On avait mis nos bottes et nos k-way, le ciel était encore tout gris de la pluie tombée. Juju a laissé un mot à maman avec un cœur à la fin, je m’en souviens. On voyait jamais nos parents avant dix-neuf heures, alors en rentrant de l’école, on faisait notre vie.
- Allez là, t’es pas prêt encore ? Je t’attends !
A chaque fois que l’un des deux était prêt avant l’autre, il disait ces mots d’un ton snob, pour énerver.
- T’as le pot ? compléta-t-elle en reprenant sa voix normale.
J’ai attrapé le bocal, celui qui avait contenu des cornichons et je lui ai tendu. Quand on est sorti, une voiture empiétait sur le trottoir, Juju a regardé à droite et à gauche, et a saisi ma main pour la contourner. On a croisé personne, que des chiens gueulards, mais sans qu’aucun visage n’apparaisse derrière un rideau. Y a pas grand-chose à y voir dans le village quand on connaît pas, l’arrêt de bus en bois qui sent le tabac froid, une vieille cabine téléphonique peuplée de faucheux, la statue d’un soldat, fusil pointé vers un ennemi imaginaire. La maison du bout c’est la plus moche. Devant y a une cour en triangle, bétonnée et grillagée, remplie de meubles à moitié cassés, de pneus, de ferraille, de jouets renversés. Mais on aimait bien passer devant, parce qu’il y avait Ralph. Ralph c’était un canard blanc, avec un bout de visage rouge boursouflé, comme brûlé. Maman, elle m’avait dit que c’était un canard de Barbarie, alors j’avais demandé où c’était la Barbarie. Elle avait rigolé, ça existe pas ce pays, d’Amérique du Sud il vient. Elle m’avait montré sur une carte, et j’avais imaginé toute la distance qu’il avait parcourue pour se retrouver enfermé ici, les pattes sur le béton. Quand il nous a vus Ralph, il a caqueté en se trémoussant de la queue. Il avait des petits yeux tout noirs en forme de billes. J’ai tendu le bras pour le caresser mais Justine elle a dit non. A chaque fois elle disait non, que ces bêtes là ça se caresse pas comme les chiens, mais à chaque fois j’essayais. On a tourné à droite pour suivre le chemin de terre entre le champ de miscanthus et la haie. La lumière s’est tamisée de vert. J’ai couru pour sauter dans une flaque, senti le liquide pénétrer ma botte droite, imprégner ma chaussette, de la même manière que le sopalin dans la publicité. Quand on a rejoint la lisière du bois, les arbres craquaient sous le poids des perles de pluies, l’expression de Justine, et j’imaginais les arbres porter des colliers.
- Bonjour.
En me retournant, j’ai découvert une femme qui sautillait dans notre direction pour éviter les flaques avec ses ballerines. Ca lui donnait l’air d’un moineau. Elle s’est arrêtée devant nous en gardant accrochées ses mains aux anses de son sac sur son épaule et en gigotant, j’ai pensé qu’elle voulait faire pipi. Elle portait beaucoup de maquillage et ça lui faisait deux amandes noires à la place des yeux.

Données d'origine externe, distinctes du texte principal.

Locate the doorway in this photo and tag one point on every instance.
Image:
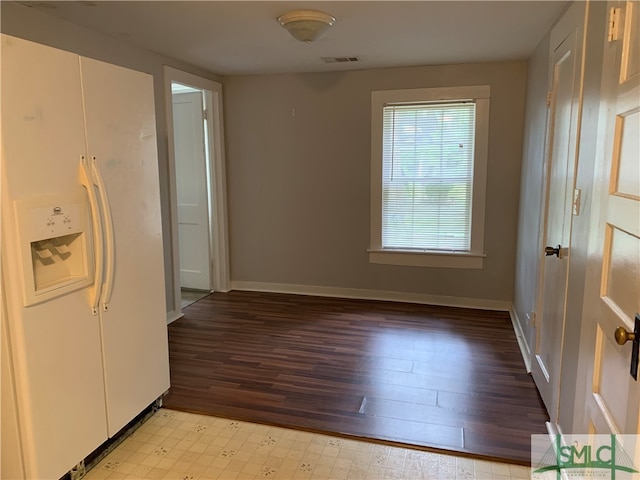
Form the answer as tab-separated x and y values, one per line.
198	206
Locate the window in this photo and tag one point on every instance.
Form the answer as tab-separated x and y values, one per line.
429	156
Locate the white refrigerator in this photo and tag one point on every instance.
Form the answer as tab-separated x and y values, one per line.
84	335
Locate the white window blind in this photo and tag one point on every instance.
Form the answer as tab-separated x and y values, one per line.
428	152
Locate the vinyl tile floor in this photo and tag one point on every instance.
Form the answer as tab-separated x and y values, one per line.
183	446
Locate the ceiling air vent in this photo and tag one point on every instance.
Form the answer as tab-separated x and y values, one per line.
340	59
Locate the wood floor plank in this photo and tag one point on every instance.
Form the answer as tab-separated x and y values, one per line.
427	376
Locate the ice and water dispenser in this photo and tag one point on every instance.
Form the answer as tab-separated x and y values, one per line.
54	236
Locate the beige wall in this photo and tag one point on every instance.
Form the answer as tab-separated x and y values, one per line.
32	24
298	159
571	408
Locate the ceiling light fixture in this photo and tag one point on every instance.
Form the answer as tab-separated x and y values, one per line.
306	25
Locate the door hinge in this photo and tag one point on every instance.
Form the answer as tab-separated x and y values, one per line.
614	21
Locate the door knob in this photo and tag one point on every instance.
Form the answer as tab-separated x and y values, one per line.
548	251
622	336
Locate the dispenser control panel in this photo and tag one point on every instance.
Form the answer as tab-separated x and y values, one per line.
55	220
55	242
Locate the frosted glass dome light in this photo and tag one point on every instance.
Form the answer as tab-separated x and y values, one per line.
306	25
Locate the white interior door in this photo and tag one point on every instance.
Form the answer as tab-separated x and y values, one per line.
192	191
563	124
612	297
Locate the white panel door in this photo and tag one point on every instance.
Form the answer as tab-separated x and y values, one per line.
546	368
613	273
121	135
192	191
55	345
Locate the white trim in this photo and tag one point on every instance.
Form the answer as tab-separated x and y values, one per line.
522	341
218	216
365	294
173	316
427	258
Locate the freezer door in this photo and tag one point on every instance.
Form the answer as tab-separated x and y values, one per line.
121	135
54	347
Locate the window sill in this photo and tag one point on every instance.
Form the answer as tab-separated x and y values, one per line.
427	258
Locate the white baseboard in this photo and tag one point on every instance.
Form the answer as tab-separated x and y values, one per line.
173	316
365	294
522	342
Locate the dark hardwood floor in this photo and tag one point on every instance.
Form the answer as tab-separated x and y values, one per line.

Elle nous a regardés à tour de rôle pour finalement fixer Justine.
- Bonjour ! Vous faites quoi ? Vous êtes tout seuls ?
J’ai fixé le dos de ma sœur immobile.
- Non, elle a répondu.
Puis
- Y a notre père qui est pas loin.
Je sais pas pourquoi elle a répondu ça.
- Oh, vous le rejoignez alors ?
- Non. Il nous rejoint au lac.
- Le lac ?
Juju s’est retournée dans la direction du lac alors qu’on le voyait pas de toute façon de là où on se trouvait.
- Je peux vous accompagner ?
Un nouveau silence. Je me demandais pourquoi Juju mettait autant de temps à répondre.

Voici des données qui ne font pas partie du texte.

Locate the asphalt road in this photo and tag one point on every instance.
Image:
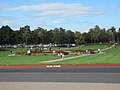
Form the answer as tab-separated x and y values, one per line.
79	74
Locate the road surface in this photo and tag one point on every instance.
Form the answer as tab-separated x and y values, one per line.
78	74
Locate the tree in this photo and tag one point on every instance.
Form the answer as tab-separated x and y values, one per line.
112	32
25	34
6	35
79	38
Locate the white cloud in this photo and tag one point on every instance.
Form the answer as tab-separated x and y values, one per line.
57	22
56	9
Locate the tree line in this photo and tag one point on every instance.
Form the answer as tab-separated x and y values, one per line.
57	36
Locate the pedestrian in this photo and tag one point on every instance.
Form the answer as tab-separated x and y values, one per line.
54	53
62	56
99	50
29	52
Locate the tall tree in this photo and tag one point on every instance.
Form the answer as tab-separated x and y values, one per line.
25	34
6	35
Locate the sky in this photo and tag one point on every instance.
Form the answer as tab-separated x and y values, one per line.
75	15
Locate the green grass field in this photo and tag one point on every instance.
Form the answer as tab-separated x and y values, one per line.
111	56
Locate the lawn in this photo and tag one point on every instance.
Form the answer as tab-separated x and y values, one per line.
111	56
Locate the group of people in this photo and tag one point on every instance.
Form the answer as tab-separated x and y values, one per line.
59	54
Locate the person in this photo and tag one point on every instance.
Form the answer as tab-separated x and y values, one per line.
10	51
61	55
29	52
98	50
53	52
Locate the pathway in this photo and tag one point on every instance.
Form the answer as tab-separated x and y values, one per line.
74	56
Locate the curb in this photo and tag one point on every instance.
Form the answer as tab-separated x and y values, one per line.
57	66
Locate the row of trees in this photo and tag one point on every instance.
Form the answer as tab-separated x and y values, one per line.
57	36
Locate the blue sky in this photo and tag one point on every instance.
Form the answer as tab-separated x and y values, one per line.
76	15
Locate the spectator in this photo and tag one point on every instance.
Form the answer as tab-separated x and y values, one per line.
29	52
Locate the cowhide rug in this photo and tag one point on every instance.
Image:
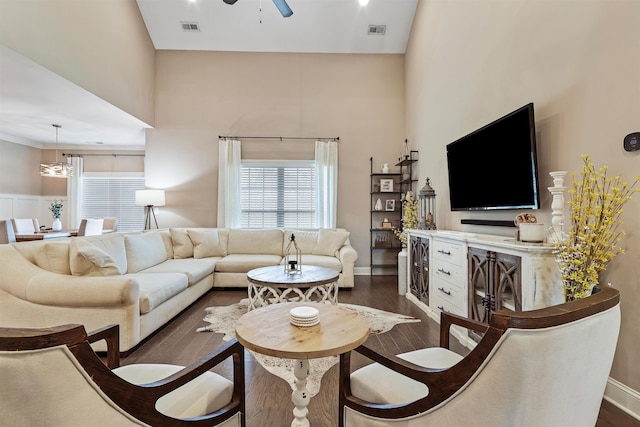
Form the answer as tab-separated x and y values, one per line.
222	320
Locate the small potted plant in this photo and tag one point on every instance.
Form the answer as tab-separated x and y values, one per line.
56	211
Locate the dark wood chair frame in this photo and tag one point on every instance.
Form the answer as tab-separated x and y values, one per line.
443	383
137	400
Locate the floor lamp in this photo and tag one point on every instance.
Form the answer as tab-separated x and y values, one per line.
149	199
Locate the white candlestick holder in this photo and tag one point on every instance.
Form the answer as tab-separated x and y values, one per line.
557	206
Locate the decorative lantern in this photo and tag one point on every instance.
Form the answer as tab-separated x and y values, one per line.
292	257
427	205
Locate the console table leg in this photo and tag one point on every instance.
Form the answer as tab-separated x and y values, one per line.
300	396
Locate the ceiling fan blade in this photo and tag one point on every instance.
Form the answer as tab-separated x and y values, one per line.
283	7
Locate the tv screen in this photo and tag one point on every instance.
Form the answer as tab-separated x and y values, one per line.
495	166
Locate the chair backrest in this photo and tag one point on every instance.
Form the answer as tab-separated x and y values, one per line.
6	231
67	384
109	224
25	225
90	227
549	367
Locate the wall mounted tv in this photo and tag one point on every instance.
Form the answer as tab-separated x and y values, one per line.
495	167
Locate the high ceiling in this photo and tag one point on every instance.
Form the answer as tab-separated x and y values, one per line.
29	92
320	26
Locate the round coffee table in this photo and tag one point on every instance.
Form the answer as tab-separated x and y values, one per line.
270	285
268	330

- Si vous voulez mais il va pas tarder.
- Je serais plus rassurée de pas vous laisser seuls. Et puis, je suis jamais allée jusqu'au lac. On pourrait faire ça ensemble, ce serait sympa non ?

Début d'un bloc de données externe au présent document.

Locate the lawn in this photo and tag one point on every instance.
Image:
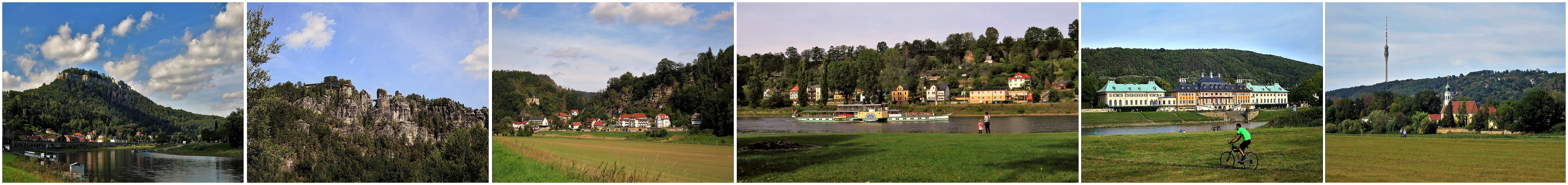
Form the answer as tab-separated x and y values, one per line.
662	160
215	149
1114	120
524	170
21	168
1434	159
1288	156
1467	137
913	157
954	109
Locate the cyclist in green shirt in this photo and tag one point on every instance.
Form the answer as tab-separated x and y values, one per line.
1245	137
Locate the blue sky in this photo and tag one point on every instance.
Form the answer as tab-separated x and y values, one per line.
584	45
1435	40
1291	30
774	27
429	49
181	56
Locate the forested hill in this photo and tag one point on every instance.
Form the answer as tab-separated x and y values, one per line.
703	87
85	101
1479	85
1172	65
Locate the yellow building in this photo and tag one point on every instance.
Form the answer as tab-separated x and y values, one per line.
987	95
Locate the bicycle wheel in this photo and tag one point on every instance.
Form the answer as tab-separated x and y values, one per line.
1252	160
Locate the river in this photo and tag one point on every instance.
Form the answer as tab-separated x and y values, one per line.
121	165
1167	129
957	124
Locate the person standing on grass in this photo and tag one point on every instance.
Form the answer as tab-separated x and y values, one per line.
987	123
979	127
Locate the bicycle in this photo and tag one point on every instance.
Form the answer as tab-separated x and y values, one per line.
1250	162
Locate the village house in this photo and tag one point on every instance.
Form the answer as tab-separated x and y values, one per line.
937	93
1018	81
987	95
661	121
901	95
539	121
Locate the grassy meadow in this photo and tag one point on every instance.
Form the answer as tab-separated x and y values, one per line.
1463	157
675	137
1288	156
21	168
913	157
609	160
954	109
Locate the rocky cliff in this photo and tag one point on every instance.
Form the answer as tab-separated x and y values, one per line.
391	113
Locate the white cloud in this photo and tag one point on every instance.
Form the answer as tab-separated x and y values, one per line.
644	13
125	26
147	21
510	13
215	54
68	51
566	52
230	101
477	63
716	19
26	63
126	70
317	32
230	19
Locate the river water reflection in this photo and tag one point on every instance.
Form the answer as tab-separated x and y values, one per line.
121	165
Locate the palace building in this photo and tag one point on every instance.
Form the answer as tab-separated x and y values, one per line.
1205	95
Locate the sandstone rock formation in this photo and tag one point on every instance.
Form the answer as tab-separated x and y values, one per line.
391	113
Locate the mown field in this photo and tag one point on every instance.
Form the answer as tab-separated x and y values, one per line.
518	168
21	168
1443	159
675	137
954	109
913	157
1288	156
1112	120
657	160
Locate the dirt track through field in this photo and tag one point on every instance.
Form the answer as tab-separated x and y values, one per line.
670	162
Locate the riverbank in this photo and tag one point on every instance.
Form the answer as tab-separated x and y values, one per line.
201	149
21	168
85	149
1288	156
913	157
1053	109
1145	118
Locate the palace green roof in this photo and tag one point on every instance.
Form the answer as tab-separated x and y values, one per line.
1114	87
1266	89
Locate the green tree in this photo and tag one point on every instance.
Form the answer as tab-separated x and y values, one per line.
256	51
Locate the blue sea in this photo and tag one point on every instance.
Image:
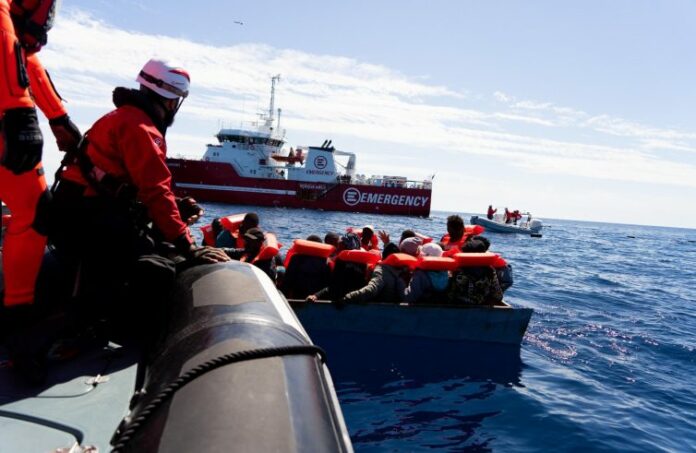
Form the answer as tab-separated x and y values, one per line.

Juju lui a tourné le dos pour rentrer dans la forêt et on a marché tous les trois côte à côte. Les arbres accrochés les uns aux autres formaient un tunnel de branches au dessus de nos têtes. J’ai senti l’humidité dans l’air et ça sentait bon la terre, une de mes odeurs préférées avec l’essence de la station service et le tipp-ex, des odeurs que j’aimais inspirer le plus fort possible, pour en remplir mon corps.
- Je suis Nathalie, Vous habitez le village c’est ça ?
- Oui mais on va à l’école à Boimont, j’ai dit sans réfléchir.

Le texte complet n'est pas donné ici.